Editorial

  • Drucken

3 x P: Von Prostitution und Psychotherapie und Persönlichkeitsstörung und vielem anderen

Musiktherapie und Persönlichkeitsstörung – am Beispiel der Borderline-Persönlichkeit.
In dieses dramatische Feld der Psychotherapie und Musiktherapie begleiten die Kollegen Gitta Strehlow, Hans Ulrich Schmidt und Heike Plitt die Leser mit dem Schwerpunktthema dieser MuG. Alle drei sind erfahrene Kliniker, wissenschaftlich tätig und kennen die Anfänge und Entwicklungen einer Borderline-Therapie nicht nur aus der eigenen Praxis, sondern auch durch Supervision anderer Therapeutinnen und Therapeuten. Und sie wissen um die enorme Spannung und Anspannung gerade dieser Therapien, die nicht nur die Patienten an ihre Grenze führen (Borderline, Engl. = Grenzline), sondern auch die erfahrensten Therapeuten, die die Patienten auf deren Schlingerkurs mit Symptomen zwischen schwerer Neurose und Psychose begleiten.
Der Autor dieses Editorials war selbst in seiner Zeit als Therapeut in der Psychiatrie auf den Austausch unter den Therapeutinnen und Therapeuten angewiesen, um erleichtert zu lernen: In den Anfangskontakten begegnen Borderline-persönlichkeitsgestörte Patienten ihren Therapeuten mitnichten mit den Signalen der Hilfsbedürftigkeit, sondern oft mit offener de­struktiver Aggression.
Umso tiefgreifender dann die Wendungen hin zu den konstruktiven Anteilen der Persönlichkeit des Patienten, zu seinen verschütteten Ressourcen und sozialen Resilienzen.
Danke den Autoren für die Aufbereitung von Einblicken in diese hochkomplexe Arbeit!

 


Ein anderes Thema, ein „generalisierendes Schwerpunktthema“ provoziert Sie in dieser Ausgabe hoffentlich so, wie es mich provozierte, als ich es den Referenten, den Psychiater und Psychotherapeuten Klaus Brücher, auf einem Symposion der Gesellschaft für Existenzanalyse und Logotherapie (V. Frankl) in Bremen vortragen hörte: Psychotherapie und Prostitution.
Provokation stammt von (lat.) provocare = wörtlich: hervorrufen. Was mit diesem Thema hervorgerufen wird, sind basishafte Überlegungen zur Struktur der therapeutischen Beziehung.
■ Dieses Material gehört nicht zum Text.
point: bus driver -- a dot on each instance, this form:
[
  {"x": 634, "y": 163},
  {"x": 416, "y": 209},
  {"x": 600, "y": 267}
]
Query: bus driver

Und die Überlegungen haben mich gelehrt, dass gar nicht oft genug über den Grund und die Gründe der Beziehung zu unseren Patienten nachgedacht werden kann.
Die Würdigung von zwei Kollegen anlässlich einer Auszeichnung bzw. einer Verabschiedung (letztere häufen sich anlässlich des Generationenwechsels in den Hochschulen und deren Ausbildergeneration) lesen Sie in diesem Heft in der Rubrik „Zur Person“. Erstere über Ralph Spintge, ja den, der mit der Musik in der Medizin aber inzwischen ohne „in“: MusikMedizin und über Volker Bernius, den Redaktionschef der Musiktherapeutischen Umschau, der jetzt pensioniert wurde – aber Ruhe bewahren: nur als Redakteur des hessischen Rundfunks. Der MU, die unser aller Zeitschriftenmedium ist, und damit uns allen bleibt er weiterhin erhalten.
Ein Beitrag zu einer der Stammrubriken sei ausnahmsweise hervorgehoben: „Die Praxisvorstellung“ von Gundula Buitkamp-Nagel und An­dreas Nagel erschien schon einmal – allerdings in Vorzeiten, nämlich der allerersten Ausgabe der MuG noch im ERES-Verlag. Was und wer sich wie in einem solch langen Zeitraum verändert, ist für mich als Wiederleser spannend – für Sie auch, die sich – hoffentlich – auch immer ändern.
Neben den weiteren vertrauten Rubriken richten wir mit dieser Ausgabe eine neue ein: Den Schluss der jeweiligen MuG bildete immer schon ein Praxisteil, in dem Handlungsmodelle vorgestellt wurden. Diesen Praxisteil werden wir mit dieser Ausgabe ausweiten, und zwar durch entweder altbewährte oder neuentwickelte „Spielmodelle für die musiktherapeutische Praxis“.
Einen guten Herbst und Winter wünscht Ihnen die MuG.